3. Hamilelik ve çocuk emzirme: Oruç tuttuğu takdirde kendisinin veya çocuğunun beslenmesinden endişeye düşen, hâlsiz düşeceğinden korkan hamile ve emzikli kadınlar oruç tutmayabilirler.
Fakat çocuğunu ilâve besinlerle besleyen, oruç tutması hâlinde kendisinin veya çocuğunun zayıf ve aciz düşeceğinden korkmayan kadınların oruç tutmaları daha efdaldir.
4. İhtiyarlık: Zaafiyete uğramış, güçten ve takattan düşmüş yaşlı kimseler de oruca dayanamayacaklarını anladıklarında oruç tutmayabilirler.
Yaşlı kimseler daha sonra kaza yapacaklarına umut taşımadıklarında, tutamadıkları oruç günleri sayısınca fidye verirler.
Kimler Fidye Verirler
Hastalık nedeniyle oruç tutamayanlar, eğer iyileşmekten umutlarını keserlerse, tutamadıkları gün sayısınca fidye verirler.
Fidye ayetle sabittir.

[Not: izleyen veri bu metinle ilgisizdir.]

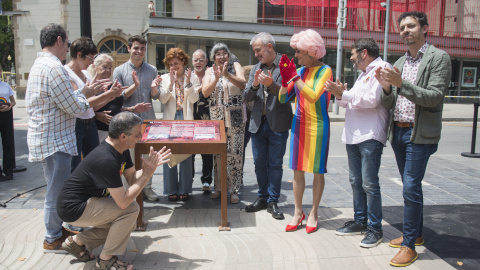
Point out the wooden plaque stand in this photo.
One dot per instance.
(187, 147)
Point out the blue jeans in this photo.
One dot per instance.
(56, 169)
(175, 184)
(268, 149)
(412, 162)
(172, 183)
(363, 163)
(87, 140)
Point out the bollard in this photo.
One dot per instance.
(474, 133)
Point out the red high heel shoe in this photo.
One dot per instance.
(311, 229)
(292, 228)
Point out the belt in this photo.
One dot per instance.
(86, 121)
(400, 124)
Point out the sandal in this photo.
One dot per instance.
(107, 264)
(184, 197)
(173, 197)
(80, 252)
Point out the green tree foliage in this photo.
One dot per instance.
(6, 37)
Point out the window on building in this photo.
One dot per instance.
(112, 45)
(162, 50)
(116, 47)
(164, 8)
(269, 13)
(215, 10)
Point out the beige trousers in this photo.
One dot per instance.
(112, 226)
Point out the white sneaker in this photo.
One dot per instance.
(150, 194)
(206, 187)
(234, 198)
(215, 195)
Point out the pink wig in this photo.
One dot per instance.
(310, 41)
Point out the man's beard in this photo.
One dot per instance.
(358, 61)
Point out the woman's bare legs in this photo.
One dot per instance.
(298, 189)
(317, 190)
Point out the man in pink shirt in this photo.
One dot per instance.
(365, 134)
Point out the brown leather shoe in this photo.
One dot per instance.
(404, 257)
(397, 242)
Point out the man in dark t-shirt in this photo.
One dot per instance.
(93, 195)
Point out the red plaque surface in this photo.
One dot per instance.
(181, 131)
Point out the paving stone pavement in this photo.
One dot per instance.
(189, 239)
(184, 235)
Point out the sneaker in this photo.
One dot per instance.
(206, 187)
(372, 238)
(351, 228)
(55, 247)
(67, 232)
(234, 198)
(150, 194)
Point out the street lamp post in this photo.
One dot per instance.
(387, 26)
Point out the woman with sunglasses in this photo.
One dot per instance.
(82, 52)
(178, 95)
(224, 84)
(310, 133)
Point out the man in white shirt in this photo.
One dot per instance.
(52, 104)
(365, 134)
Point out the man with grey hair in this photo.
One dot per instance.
(94, 196)
(269, 124)
(365, 135)
(201, 111)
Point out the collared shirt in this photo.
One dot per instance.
(265, 70)
(52, 105)
(365, 118)
(179, 92)
(89, 114)
(405, 109)
(146, 74)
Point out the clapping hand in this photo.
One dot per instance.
(388, 77)
(155, 159)
(188, 75)
(135, 78)
(156, 82)
(142, 107)
(95, 87)
(104, 117)
(217, 72)
(116, 90)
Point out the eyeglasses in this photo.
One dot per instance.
(220, 54)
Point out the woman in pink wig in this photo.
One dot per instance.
(310, 133)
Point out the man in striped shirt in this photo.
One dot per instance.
(52, 105)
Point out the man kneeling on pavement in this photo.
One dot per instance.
(93, 195)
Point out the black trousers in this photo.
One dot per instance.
(6, 131)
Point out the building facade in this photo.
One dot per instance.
(194, 24)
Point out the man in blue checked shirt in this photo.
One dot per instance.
(52, 105)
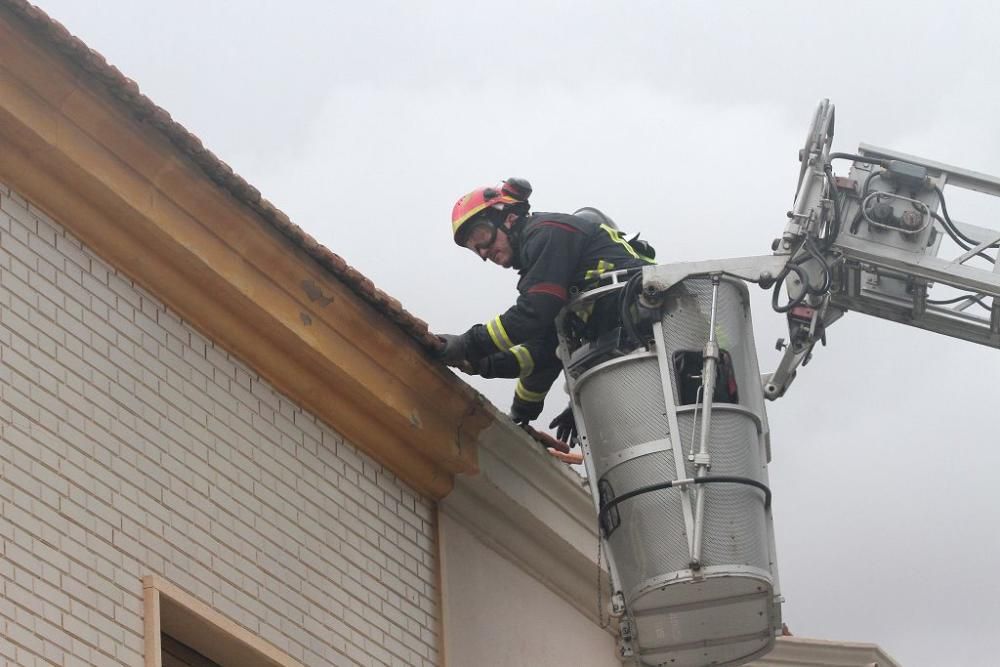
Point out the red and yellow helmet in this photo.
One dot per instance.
(510, 192)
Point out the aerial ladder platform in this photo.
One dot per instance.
(670, 405)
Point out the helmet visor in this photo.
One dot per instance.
(481, 239)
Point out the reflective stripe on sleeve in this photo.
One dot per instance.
(498, 334)
(528, 395)
(524, 361)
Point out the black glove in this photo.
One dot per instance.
(565, 426)
(454, 350)
(522, 412)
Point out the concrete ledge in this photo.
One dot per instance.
(534, 511)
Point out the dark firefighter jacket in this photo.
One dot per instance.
(556, 255)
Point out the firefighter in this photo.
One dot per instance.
(555, 255)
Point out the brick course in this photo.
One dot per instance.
(131, 445)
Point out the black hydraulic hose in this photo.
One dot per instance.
(978, 300)
(711, 479)
(953, 233)
(861, 201)
(944, 212)
(800, 272)
(860, 158)
(834, 229)
(814, 254)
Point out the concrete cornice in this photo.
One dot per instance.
(120, 186)
(802, 652)
(533, 510)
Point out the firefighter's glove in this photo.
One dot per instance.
(522, 412)
(453, 351)
(565, 426)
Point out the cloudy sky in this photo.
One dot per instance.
(682, 120)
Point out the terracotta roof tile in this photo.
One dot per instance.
(141, 107)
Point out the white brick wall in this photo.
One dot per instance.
(131, 445)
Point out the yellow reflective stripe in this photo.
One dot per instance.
(498, 334)
(616, 236)
(602, 267)
(528, 395)
(524, 360)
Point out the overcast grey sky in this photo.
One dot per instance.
(682, 120)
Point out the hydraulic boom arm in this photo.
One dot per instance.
(870, 242)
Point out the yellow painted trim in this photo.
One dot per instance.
(151, 624)
(209, 628)
(136, 200)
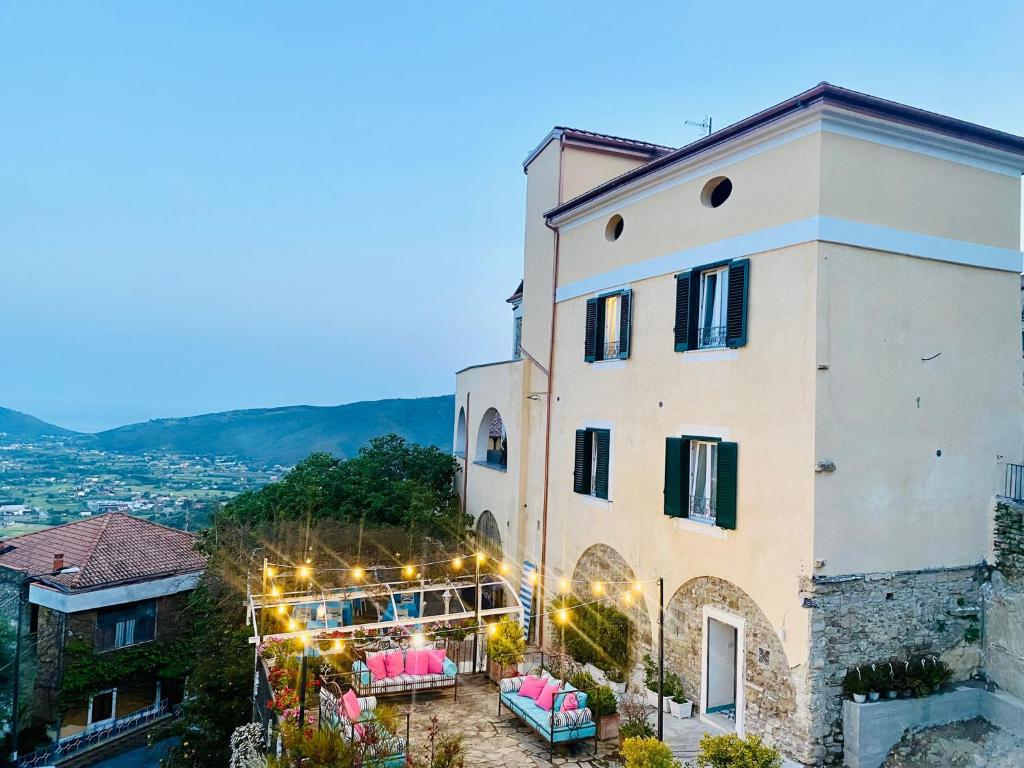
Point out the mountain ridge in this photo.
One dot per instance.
(284, 434)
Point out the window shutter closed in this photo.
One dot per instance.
(725, 502)
(603, 439)
(625, 317)
(735, 313)
(590, 343)
(683, 311)
(581, 471)
(675, 476)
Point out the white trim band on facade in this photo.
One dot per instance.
(825, 228)
(129, 593)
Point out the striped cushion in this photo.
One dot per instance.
(571, 718)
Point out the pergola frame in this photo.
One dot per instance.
(258, 601)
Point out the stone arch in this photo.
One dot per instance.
(770, 698)
(600, 562)
(492, 440)
(460, 433)
(488, 535)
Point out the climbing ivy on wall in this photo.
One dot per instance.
(87, 672)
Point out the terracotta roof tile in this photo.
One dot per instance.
(108, 549)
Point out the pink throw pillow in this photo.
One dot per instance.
(351, 704)
(395, 663)
(418, 663)
(531, 687)
(547, 698)
(435, 660)
(377, 667)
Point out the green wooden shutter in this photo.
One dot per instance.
(725, 501)
(602, 438)
(625, 323)
(590, 342)
(675, 477)
(735, 313)
(581, 470)
(682, 327)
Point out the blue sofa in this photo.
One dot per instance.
(364, 683)
(388, 751)
(554, 726)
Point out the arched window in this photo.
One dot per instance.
(460, 434)
(492, 440)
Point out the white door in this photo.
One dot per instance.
(721, 667)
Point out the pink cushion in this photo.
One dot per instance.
(547, 698)
(351, 704)
(395, 663)
(435, 660)
(377, 667)
(531, 687)
(418, 663)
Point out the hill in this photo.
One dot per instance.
(17, 426)
(285, 435)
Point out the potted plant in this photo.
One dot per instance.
(650, 682)
(506, 648)
(873, 686)
(855, 684)
(679, 706)
(615, 679)
(605, 708)
(633, 718)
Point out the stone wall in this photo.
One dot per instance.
(771, 706)
(862, 619)
(1005, 601)
(603, 563)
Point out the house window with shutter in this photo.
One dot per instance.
(590, 474)
(607, 330)
(711, 306)
(700, 479)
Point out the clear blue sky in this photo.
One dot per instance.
(215, 205)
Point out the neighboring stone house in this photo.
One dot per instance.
(102, 589)
(779, 368)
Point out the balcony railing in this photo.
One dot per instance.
(96, 734)
(701, 510)
(712, 337)
(1013, 485)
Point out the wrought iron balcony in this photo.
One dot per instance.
(610, 350)
(701, 509)
(711, 337)
(1013, 486)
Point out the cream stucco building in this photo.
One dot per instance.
(779, 368)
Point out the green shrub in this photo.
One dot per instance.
(647, 753)
(507, 646)
(603, 701)
(597, 634)
(729, 751)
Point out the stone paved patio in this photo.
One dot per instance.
(504, 741)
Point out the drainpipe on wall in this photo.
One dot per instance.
(542, 580)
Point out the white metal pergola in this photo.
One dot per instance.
(325, 606)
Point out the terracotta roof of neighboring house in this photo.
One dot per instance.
(516, 296)
(821, 93)
(108, 549)
(599, 141)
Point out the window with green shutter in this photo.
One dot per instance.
(700, 479)
(608, 325)
(711, 306)
(592, 460)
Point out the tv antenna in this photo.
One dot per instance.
(704, 125)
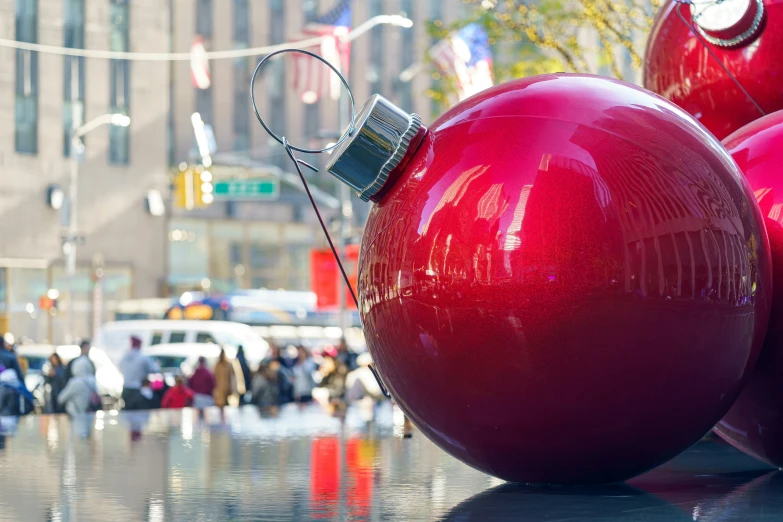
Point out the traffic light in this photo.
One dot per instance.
(180, 190)
(193, 188)
(202, 188)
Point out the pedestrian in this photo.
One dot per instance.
(148, 399)
(247, 375)
(9, 361)
(266, 389)
(202, 382)
(56, 379)
(225, 380)
(303, 372)
(84, 351)
(24, 364)
(178, 396)
(135, 368)
(78, 396)
(333, 373)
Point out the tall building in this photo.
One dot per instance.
(39, 96)
(247, 244)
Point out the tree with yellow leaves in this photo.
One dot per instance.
(526, 37)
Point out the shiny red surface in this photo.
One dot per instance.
(755, 422)
(678, 67)
(568, 283)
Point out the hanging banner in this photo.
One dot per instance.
(199, 65)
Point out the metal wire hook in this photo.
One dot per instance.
(298, 165)
(351, 125)
(713, 55)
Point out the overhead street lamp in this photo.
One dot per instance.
(71, 238)
(346, 207)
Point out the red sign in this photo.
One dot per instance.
(326, 279)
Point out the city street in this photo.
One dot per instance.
(305, 464)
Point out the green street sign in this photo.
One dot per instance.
(251, 188)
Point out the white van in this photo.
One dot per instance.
(114, 337)
(107, 375)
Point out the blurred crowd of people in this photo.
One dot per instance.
(73, 388)
(331, 375)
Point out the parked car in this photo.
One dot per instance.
(114, 337)
(107, 375)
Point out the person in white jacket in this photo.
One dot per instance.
(77, 393)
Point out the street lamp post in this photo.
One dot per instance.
(71, 238)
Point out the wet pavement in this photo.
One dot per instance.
(305, 464)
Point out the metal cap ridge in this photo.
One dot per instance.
(382, 135)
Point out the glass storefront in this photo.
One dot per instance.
(224, 255)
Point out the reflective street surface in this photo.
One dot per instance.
(306, 464)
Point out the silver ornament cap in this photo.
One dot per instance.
(381, 137)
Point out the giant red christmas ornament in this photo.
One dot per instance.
(564, 280)
(755, 422)
(745, 35)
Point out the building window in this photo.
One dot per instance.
(204, 18)
(204, 104)
(276, 80)
(376, 50)
(73, 70)
(312, 113)
(26, 101)
(119, 81)
(241, 77)
(407, 52)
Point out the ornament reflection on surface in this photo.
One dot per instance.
(755, 422)
(565, 282)
(745, 35)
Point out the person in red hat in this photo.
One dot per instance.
(178, 396)
(135, 368)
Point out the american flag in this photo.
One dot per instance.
(312, 79)
(467, 56)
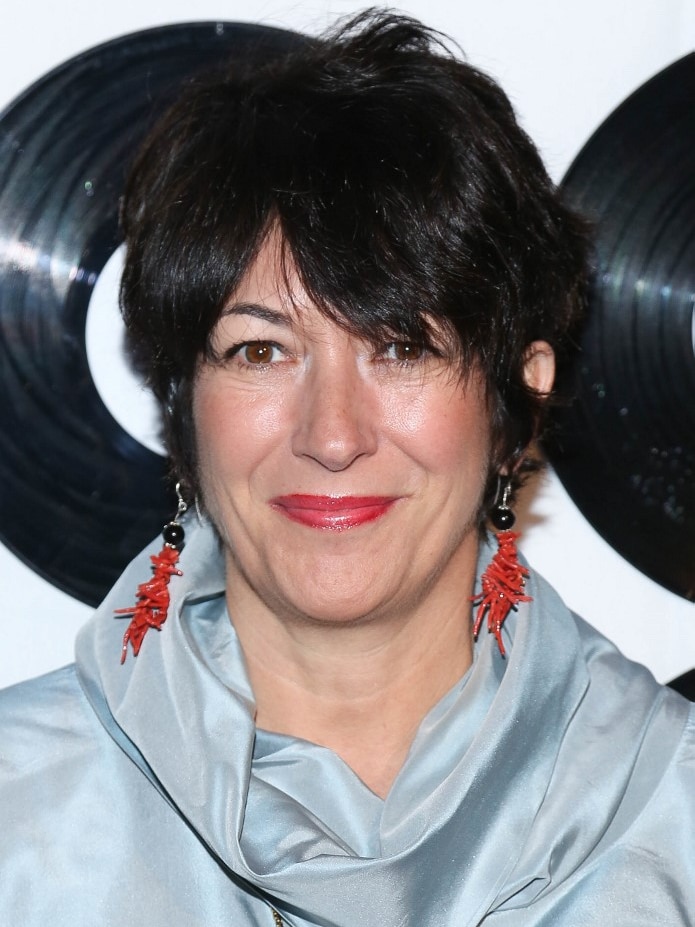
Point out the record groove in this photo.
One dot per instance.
(79, 497)
(626, 450)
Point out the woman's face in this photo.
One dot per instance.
(345, 479)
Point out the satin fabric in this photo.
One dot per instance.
(556, 786)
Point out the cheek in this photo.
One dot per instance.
(447, 430)
(234, 428)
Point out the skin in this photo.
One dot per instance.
(350, 635)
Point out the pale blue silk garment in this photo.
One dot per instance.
(553, 787)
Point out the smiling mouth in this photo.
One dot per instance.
(334, 512)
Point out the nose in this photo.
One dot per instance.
(337, 417)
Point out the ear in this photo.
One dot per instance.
(539, 367)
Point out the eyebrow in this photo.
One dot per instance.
(264, 313)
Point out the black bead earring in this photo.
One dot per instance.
(501, 515)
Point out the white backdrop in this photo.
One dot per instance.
(565, 65)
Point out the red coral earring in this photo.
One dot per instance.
(504, 578)
(153, 595)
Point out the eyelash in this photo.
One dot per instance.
(238, 350)
(419, 353)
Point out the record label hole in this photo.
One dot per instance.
(121, 390)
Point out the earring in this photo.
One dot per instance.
(504, 578)
(153, 595)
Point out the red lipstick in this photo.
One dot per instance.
(336, 512)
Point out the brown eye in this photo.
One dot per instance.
(404, 351)
(258, 352)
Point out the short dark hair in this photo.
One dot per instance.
(404, 191)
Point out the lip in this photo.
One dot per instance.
(334, 512)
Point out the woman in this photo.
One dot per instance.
(348, 278)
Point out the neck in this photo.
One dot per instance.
(362, 688)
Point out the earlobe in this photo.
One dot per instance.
(539, 367)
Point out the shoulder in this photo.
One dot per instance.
(44, 722)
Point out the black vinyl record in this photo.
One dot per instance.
(78, 495)
(625, 451)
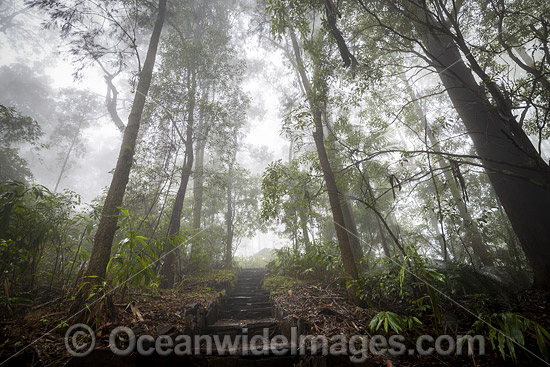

Kur'ân, "Oruca güç yetiremeyenler bir düşkünü doyuracak kadar fidye verirler."2 buyuruyor.
Fidyenin Ramazan'ın içinde verilmesi Ramazan ayının hürmet ve bereketine daha uygundur.
Fakat aslolan oruç borcunu oruçla ödemektir. Oruç borcunu fidye ile kapatmak, Kur'ân'ın oruç tutamayacaklara getirdiği bir kolaylıktır. Bu nedenle, fidye verdikten sonra iyileşen hastaların, tutamadıkları oruçlarını yeniden gününe gün kaza etmeleri farzdır.